A prisoner to whom a parole permit is granted shall be allowed to go upon parole outside prison walls and inclosure upon such terms and conditions as the parole board shall prescribe, but shall remain, while thus on parole, subject to the jurisdiction of such board until the expiration of the term of imprisonment to which he has been sentenced or until the date which has been determined by deductions from the maximum term of his sentence or sentences for good conduct or until such earlier date as the board shall determine that it is in the public interest for such prisoner to be granted a certificate of termination of sentence.  The record of the decision of the board shall contain a summary statement of the case indicating the reasons for said decision.   Said record of decision shall become a public record and shall be available to the public except for such portion thereof which contains information upon which said decision was made which said information the board determines is actually necessary to keep confidential to protect the security of a criminal or civil investigation, to protect anyone from physical harm or to protect the source of any information; provided, however, that it was obtained under a promise of confidentiality. All such confidential information shall be segregated from the record of decision and shall not be available to the public. Said confidential information may remain secret only as long as publication may defeat the lawful purposes of this section for confidentiality hereunder, but no longer.  In every case, such terms and conditions shall include payment of any child support due under a support order, as defined in section 1A of chapter 119A, including payment toward any arrearage of support that accrues or has accrued or compliance with any payment plan between the prisoner and the IV-D agency as set forth in chapter 119A, provided, however, that the board shall not revise, alter, amend or revoke any term or condition related to payment of child support unless the parole permit itself is revoked.

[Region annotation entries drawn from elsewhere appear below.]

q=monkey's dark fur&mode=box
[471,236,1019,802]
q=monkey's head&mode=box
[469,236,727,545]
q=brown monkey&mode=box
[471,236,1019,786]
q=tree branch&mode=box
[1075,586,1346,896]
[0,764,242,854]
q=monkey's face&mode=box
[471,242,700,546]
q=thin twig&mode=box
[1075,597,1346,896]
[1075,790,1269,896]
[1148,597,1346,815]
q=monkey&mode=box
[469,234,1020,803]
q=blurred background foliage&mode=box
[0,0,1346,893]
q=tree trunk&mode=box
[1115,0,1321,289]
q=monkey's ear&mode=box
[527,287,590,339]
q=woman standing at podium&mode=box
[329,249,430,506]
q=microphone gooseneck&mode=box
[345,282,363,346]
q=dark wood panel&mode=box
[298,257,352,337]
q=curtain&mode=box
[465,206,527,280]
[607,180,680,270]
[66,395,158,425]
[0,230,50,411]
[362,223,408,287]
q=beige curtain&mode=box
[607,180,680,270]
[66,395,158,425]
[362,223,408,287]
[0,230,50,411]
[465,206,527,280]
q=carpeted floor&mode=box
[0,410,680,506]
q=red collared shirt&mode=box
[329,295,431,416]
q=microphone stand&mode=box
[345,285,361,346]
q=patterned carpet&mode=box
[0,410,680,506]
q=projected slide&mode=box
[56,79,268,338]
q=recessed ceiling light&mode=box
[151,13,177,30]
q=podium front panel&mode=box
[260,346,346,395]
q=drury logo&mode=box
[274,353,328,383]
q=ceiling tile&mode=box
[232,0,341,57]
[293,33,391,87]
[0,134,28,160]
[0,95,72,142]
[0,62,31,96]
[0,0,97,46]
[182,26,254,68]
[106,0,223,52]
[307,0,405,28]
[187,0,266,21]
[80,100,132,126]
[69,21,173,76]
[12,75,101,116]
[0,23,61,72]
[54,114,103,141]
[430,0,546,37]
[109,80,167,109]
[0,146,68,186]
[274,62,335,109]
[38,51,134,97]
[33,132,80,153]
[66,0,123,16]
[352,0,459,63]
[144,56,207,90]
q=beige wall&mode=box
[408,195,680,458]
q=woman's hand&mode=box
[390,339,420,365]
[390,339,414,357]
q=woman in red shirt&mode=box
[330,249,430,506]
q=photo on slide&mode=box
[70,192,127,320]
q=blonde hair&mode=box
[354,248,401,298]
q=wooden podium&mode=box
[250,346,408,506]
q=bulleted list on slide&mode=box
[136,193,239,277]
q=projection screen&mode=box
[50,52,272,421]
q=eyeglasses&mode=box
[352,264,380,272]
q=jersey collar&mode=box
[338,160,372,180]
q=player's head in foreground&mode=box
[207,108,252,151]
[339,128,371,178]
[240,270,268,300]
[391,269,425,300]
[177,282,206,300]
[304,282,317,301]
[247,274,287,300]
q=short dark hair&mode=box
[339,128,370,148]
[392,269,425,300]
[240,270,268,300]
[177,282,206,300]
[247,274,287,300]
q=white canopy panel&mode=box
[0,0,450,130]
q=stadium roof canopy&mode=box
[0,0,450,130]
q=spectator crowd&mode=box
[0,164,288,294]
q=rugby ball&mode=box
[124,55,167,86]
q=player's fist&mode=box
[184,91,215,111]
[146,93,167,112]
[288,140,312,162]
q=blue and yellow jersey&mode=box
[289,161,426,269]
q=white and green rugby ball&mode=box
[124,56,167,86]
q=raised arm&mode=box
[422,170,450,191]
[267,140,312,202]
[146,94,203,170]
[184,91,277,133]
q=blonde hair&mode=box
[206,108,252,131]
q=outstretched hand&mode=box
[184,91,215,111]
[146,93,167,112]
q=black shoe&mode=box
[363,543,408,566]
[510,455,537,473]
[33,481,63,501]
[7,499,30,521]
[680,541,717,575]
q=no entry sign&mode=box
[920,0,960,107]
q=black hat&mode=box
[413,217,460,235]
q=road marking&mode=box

SECTION 4. The General Laws are hereby amended by repealing section 133 of chapter 127 and inserting in place thereof a new section 133 as follows:

Section 133. Parole permits may be granted by the parole board to prisoners subject to its jurisdiction at such time as the board in each case may determine; provided, however, that no prisoner sentenced to the state prison shall be eligible for such permit until such prisoner shall have served one half of the maximum, as such maximum term of sentence may be reduced by deductions allowed under section one hundred and twenty-nine D. Where an inmate is serving two or more consecutive or concurrent state prison sentences, a single parole eligibility shall be established for all such sentences. Prisoners who are granted parole permits shall remain subject to the jurisdiction of the board until the expiration of the maximum term of sentence or, if a prisoner has two or more sentences to be served otherwise than concurrently, until the aggregate maximum term of such sentence, unless earlier terminated by the board under the provisions of section one hundred thirty A. Sentences of imprisonment in the state prison shall not be suspended in whole or in part.